Very interesting, thanks. The reason I am considering the Tiger Foam is the ease of installing it. They have some very detailed install guidelines and it sounded like it would work well in an enclosed wall space. Gutting the sheetrock would be easy and just using std insulation in the one room I want to do would not be hard other than the mess....and the added work of redoing the sheetrock. The main divider wall I want to do divides the house and is 2 story. sound deadening was my main goal there and removing the sheetrock would be a real project as the wall is next to the stairway.
Easy is in the mind of the beholder, but it takes a bit of practice, and it's 3x the cost of cellulose or fiberglass. The slow-rise pour stuff is definitely NOT easy to get right without infra-red imaging and a lot of patience. The spray stuff isn't rocket science but you need to keep an eagle-eye on the temperatures to get consistent results, and a botched job is a complete PITA to hack out and fix. The stuff is pretty rigid and sticks like glue (very similar chemistry to Gorilla Glue) - it adds a lot of structural rigidity to the wall too.
You can dense-pack blown fiberglass and get slightly higher R value than cellulose, but it's not clear whether the acoustical dampening is as good with dense-packed FG as it is with cellulose. It's largely about density, but I'm not sure what densities you can achieve with blown fiberglass before the R-value begins to drop. With cellulose R-values start to drop at densities of ~4lbs/ft^3 or higher, but it's hard (impossible?) to get those densities with a cheap rental blower. 3lbs is pretty easy, 3.5lbs is a bit harder but often achievable.

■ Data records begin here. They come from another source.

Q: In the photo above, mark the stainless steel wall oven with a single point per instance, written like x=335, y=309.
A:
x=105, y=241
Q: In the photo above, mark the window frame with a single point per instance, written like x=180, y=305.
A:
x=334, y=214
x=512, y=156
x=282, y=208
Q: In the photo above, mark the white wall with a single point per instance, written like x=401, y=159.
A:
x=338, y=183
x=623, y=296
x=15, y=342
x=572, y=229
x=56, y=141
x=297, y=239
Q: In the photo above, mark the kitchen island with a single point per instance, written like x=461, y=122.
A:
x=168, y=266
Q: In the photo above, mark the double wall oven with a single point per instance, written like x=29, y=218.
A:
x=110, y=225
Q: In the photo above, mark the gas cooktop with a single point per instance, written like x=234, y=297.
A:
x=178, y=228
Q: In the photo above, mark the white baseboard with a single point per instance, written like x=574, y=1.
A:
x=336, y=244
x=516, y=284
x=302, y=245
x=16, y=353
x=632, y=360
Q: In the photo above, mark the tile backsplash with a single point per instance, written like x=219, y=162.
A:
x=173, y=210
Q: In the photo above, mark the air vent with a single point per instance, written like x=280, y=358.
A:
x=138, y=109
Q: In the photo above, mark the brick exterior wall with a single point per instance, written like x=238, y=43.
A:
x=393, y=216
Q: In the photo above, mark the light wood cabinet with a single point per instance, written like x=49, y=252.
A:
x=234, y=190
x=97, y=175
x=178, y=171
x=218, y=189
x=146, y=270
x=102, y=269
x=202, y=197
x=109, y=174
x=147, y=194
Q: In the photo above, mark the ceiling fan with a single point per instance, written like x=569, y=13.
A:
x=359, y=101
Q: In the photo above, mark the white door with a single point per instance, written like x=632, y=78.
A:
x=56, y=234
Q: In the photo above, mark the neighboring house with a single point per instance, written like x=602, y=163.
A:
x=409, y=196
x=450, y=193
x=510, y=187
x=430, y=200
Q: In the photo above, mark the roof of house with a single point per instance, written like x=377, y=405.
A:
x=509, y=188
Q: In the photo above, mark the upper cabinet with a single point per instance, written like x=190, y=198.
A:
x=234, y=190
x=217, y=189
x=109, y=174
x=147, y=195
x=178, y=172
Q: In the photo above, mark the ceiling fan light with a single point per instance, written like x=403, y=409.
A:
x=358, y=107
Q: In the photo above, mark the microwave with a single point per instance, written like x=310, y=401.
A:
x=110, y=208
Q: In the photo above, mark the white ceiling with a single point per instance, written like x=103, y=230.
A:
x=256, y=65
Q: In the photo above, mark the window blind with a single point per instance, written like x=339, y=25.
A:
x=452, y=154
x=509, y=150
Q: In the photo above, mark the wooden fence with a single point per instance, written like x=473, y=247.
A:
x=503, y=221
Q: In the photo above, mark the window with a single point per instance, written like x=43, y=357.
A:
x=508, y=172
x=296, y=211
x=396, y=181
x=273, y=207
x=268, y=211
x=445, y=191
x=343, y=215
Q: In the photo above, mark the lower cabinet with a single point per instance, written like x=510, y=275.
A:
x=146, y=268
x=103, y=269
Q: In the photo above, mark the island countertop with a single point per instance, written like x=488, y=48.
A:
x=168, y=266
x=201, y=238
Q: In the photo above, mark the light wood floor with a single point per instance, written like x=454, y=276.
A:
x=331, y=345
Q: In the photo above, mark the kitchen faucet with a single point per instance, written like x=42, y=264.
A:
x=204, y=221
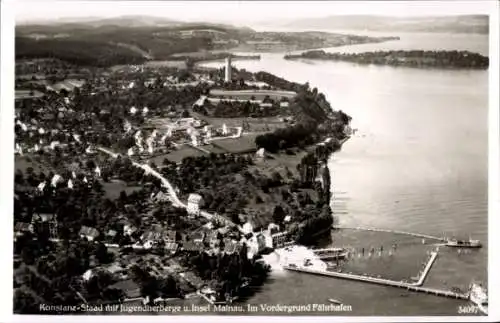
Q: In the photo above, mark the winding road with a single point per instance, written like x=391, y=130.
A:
x=171, y=191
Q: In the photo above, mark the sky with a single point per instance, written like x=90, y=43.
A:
x=239, y=12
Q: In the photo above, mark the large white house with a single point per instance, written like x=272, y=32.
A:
x=194, y=203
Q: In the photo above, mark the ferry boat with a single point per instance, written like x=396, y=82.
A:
x=332, y=254
x=463, y=243
x=477, y=295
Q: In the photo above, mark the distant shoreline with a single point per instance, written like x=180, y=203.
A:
x=406, y=58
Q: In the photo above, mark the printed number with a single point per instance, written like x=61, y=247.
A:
x=467, y=309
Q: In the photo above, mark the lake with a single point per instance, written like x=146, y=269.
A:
x=417, y=163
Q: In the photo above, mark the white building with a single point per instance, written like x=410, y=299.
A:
x=194, y=203
x=228, y=75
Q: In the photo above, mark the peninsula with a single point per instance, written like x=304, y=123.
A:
x=414, y=58
x=146, y=184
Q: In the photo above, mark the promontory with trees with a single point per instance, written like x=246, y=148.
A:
x=93, y=227
x=411, y=58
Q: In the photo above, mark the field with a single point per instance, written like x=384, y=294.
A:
x=172, y=63
x=27, y=161
x=25, y=94
x=278, y=162
x=255, y=124
x=244, y=144
x=177, y=155
x=258, y=94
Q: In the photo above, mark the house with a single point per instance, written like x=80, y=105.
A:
x=23, y=228
x=87, y=275
x=161, y=197
x=261, y=153
x=247, y=228
x=279, y=239
x=261, y=242
x=231, y=246
x=111, y=234
x=193, y=279
x=192, y=246
x=170, y=236
x=198, y=236
x=89, y=233
x=171, y=246
x=212, y=239
x=46, y=222
x=129, y=229
x=195, y=201
x=129, y=287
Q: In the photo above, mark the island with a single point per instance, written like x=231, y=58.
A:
x=129, y=40
x=147, y=185
x=414, y=58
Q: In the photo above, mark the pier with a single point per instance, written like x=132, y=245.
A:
x=414, y=287
x=417, y=235
x=331, y=253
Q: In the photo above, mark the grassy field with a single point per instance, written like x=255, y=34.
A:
x=213, y=149
x=173, y=63
x=258, y=94
x=254, y=124
x=113, y=188
x=28, y=160
x=181, y=153
x=278, y=163
x=246, y=143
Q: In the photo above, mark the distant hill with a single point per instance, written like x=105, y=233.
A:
x=451, y=24
x=135, y=39
x=131, y=21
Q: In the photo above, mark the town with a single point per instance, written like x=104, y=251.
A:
x=147, y=184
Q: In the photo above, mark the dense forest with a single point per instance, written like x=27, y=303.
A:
x=413, y=58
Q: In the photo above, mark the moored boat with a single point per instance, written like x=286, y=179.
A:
x=463, y=243
x=478, y=295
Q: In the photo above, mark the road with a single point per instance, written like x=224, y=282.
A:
x=171, y=191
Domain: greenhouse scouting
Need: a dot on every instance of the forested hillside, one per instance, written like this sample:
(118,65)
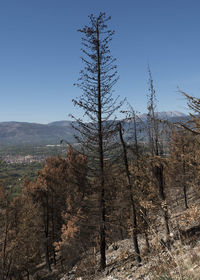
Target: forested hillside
(122,203)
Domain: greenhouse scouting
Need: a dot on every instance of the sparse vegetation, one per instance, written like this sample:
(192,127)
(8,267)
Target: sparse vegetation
(108,208)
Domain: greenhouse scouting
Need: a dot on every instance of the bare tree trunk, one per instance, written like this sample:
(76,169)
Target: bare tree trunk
(134,214)
(101,161)
(46,232)
(53,228)
(160,177)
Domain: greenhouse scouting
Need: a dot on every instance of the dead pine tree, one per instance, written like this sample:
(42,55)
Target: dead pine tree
(133,207)
(96,132)
(156,151)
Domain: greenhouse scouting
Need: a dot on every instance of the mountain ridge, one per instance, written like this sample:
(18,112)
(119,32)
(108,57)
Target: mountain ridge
(14,132)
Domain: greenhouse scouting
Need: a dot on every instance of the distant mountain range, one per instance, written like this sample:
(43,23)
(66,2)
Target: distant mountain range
(15,133)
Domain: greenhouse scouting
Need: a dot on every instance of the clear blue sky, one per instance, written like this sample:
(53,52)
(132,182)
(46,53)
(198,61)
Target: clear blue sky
(40,53)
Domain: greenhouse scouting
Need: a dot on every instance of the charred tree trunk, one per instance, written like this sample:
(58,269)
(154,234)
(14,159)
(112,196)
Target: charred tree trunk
(53,228)
(101,159)
(160,178)
(133,208)
(46,232)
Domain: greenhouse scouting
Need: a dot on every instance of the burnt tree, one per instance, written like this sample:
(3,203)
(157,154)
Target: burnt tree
(96,132)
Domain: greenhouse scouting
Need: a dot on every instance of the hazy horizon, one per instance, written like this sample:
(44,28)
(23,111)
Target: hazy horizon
(40,54)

Cellulose @ 3lbs/ft^3 has better acoustic attenuation than urethane foam @ 2lbs/ft^3 simply by virtue of being 1.5x the mass, and it's dramatically better/denser than any fiberglass batting. If you're serious about sound breaks, staggered-stud double stud walls with dense-packed fiber fill, and a secondary layer of gypsum glued on with acoustic dampening cement (Green Glue, et al) will knock it back well over 50dB, but that doesn't seem like your goal here (or is it?)
If you're good at patching 1.5" holes in sheet rock, dense-packing cellulose is pretty cheap easy & effective compared to gut & replace using 2lb foam in the 600 board-foot kits, and easier to get right than slow-rise foam. One hole per cavity, it's not a huge patch job.

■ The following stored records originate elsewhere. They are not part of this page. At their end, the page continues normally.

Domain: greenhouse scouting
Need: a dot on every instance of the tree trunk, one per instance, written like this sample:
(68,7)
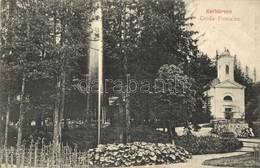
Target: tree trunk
(56,117)
(63,94)
(121,119)
(7,121)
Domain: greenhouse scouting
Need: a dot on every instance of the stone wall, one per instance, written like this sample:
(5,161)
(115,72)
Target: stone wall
(236,128)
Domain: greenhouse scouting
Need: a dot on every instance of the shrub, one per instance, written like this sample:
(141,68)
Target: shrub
(208,144)
(228,134)
(136,153)
(246,133)
(256,128)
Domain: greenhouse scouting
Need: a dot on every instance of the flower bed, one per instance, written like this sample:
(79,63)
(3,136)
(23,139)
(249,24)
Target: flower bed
(136,153)
(208,144)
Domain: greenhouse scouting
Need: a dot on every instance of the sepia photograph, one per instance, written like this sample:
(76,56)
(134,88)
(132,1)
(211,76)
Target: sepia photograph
(129,83)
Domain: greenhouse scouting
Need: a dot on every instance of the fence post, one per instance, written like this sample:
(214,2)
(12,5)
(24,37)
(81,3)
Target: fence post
(6,157)
(12,156)
(23,154)
(35,154)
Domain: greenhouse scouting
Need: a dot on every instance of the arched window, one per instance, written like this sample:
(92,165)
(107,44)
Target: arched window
(227,69)
(228,98)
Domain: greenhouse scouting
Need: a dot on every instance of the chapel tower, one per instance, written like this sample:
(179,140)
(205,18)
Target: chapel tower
(225,64)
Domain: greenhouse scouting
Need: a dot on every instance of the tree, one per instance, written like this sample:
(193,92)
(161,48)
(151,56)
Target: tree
(177,90)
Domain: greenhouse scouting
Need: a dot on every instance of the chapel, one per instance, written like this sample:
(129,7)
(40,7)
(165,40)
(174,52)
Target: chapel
(226,96)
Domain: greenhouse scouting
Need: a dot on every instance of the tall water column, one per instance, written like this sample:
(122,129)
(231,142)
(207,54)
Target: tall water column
(95,70)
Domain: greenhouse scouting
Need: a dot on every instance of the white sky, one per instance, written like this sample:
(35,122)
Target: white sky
(242,38)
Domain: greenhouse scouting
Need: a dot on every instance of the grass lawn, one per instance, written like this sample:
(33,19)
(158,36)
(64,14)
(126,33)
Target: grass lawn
(244,160)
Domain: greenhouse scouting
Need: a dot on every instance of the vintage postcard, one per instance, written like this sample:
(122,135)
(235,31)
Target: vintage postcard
(129,83)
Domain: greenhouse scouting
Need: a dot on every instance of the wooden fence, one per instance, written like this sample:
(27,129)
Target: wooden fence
(257,155)
(44,156)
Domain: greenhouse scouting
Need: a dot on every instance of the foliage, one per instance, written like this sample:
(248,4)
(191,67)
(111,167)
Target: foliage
(256,128)
(246,133)
(85,138)
(245,160)
(208,144)
(137,153)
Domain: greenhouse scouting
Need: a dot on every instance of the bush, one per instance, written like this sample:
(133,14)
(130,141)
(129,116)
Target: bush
(86,138)
(246,133)
(137,153)
(228,134)
(208,144)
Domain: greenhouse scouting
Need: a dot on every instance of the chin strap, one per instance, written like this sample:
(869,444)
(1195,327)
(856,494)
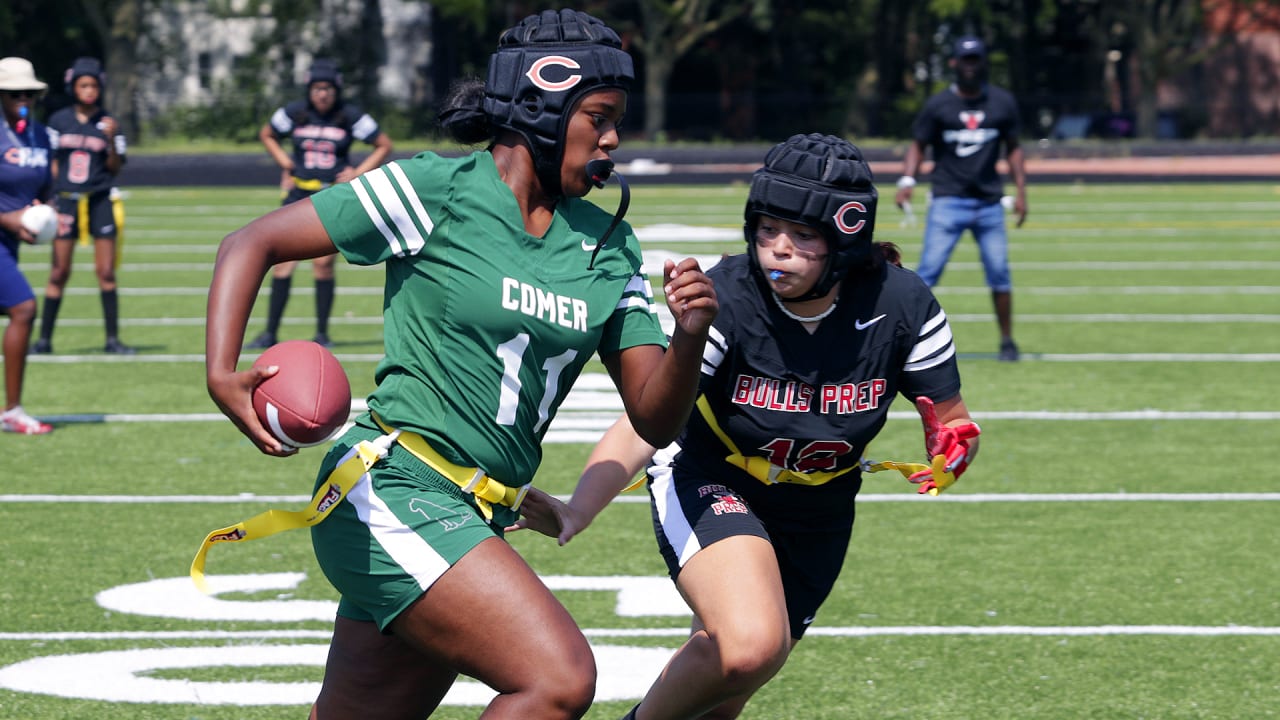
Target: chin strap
(598,172)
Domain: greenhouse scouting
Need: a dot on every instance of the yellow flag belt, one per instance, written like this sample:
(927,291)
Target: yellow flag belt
(768,473)
(350,470)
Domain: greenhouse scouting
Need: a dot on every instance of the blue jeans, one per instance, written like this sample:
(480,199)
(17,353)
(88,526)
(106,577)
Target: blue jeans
(946,222)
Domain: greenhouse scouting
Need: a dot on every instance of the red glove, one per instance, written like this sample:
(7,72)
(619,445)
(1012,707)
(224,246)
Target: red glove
(947,450)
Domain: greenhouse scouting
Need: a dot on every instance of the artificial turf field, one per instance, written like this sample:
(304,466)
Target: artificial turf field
(1111,554)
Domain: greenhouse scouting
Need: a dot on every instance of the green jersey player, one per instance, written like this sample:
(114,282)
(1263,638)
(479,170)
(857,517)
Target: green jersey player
(502,282)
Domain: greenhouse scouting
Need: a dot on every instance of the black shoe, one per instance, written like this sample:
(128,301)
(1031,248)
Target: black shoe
(261,342)
(117,347)
(1009,351)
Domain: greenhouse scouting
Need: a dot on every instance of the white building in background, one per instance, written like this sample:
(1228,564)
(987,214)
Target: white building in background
(195,51)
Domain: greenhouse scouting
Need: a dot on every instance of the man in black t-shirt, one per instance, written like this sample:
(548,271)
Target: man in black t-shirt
(965,127)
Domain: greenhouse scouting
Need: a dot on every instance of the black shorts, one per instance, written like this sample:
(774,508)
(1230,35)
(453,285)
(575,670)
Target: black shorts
(100,215)
(693,510)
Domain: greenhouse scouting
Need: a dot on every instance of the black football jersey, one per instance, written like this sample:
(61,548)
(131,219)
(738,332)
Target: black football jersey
(812,402)
(81,150)
(321,144)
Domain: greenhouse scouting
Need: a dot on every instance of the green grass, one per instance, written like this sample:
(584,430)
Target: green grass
(935,614)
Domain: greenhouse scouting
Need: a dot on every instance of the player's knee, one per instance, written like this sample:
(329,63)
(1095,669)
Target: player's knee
(750,657)
(22,313)
(568,693)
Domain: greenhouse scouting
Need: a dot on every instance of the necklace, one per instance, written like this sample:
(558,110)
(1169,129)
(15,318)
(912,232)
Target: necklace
(801,318)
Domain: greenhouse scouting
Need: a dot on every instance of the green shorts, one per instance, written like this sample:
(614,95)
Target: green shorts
(394,534)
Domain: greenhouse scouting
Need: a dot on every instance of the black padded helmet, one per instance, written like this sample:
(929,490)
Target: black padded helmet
(819,181)
(324,69)
(82,67)
(542,67)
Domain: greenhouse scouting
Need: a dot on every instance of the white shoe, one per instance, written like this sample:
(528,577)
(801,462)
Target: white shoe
(17,420)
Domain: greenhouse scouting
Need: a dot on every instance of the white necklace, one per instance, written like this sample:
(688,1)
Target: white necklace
(801,318)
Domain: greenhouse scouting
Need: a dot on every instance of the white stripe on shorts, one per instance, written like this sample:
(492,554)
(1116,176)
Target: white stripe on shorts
(671,516)
(406,547)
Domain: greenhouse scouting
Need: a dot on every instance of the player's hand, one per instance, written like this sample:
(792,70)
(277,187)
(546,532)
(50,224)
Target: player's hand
(690,296)
(233,393)
(108,126)
(904,196)
(547,515)
(946,446)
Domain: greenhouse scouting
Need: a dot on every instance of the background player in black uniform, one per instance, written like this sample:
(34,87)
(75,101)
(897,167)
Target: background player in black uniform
(965,126)
(88,153)
(323,128)
(754,504)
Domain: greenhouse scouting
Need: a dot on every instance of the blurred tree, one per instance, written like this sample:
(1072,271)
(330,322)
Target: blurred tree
(668,30)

If you're still hot on the foam concept, if it's more than 1000 board feet, between the respirator (mandatory, unless the prospect of inhaling expanding foam doesn't bother you), extra tips, & tyvek suits, it's usually cheaper to call in a contractor who REALLY knows how to spray 2lb foam. Like I said, the kits only make economic sense for very small jobs- the foam-guys usually come in with an installed price lower than your material costs for the just the foam. (In my neigborhood it's anywhere from $1-1.25/board foot, depending on the size of the project. The slow-rise 600 board-foot kit yields only 517 board feet (if you're perfect at applying it, which you ain't), and runs $610 , or $1.18/board-foot even before they've applied the shipping. The spray-on 600 board foot kit yields 600 board feet, or $1.02/board foot before they apply shipping.
I've looked at it several ways before, and it's never made financial sense NOT to let the pros do it on anything bigger than a sealing job. Most of the pros will also try to talk you out of slow-rise pours (half-pound or 2lb stuff), and practically make you sign the waiver before they proceed. I take that as an indicator of just how easy it is to screw up cavity pours, and the pain involved with fixing it when you do.
I ran a half-pound pour-job by a few foam contractors on a project at my own house a coupla years ago. One guy quoted an obscene price, 3 submitted no-bids, another refused to bid based on some of the intra-cavity obstructions, and told me flat out that I'd be insane to hand my money over to the other guy, and that I should dense-pack it with cellulose instead (he isn't in the celluose biz either.) I took his advice, dense-packed it myself, and never looked back. But the whole bidding process quite instructive- if the pros wouldn't touch it, I wasn't inclined to discover why on my own time using an overpriced kit. YMMV.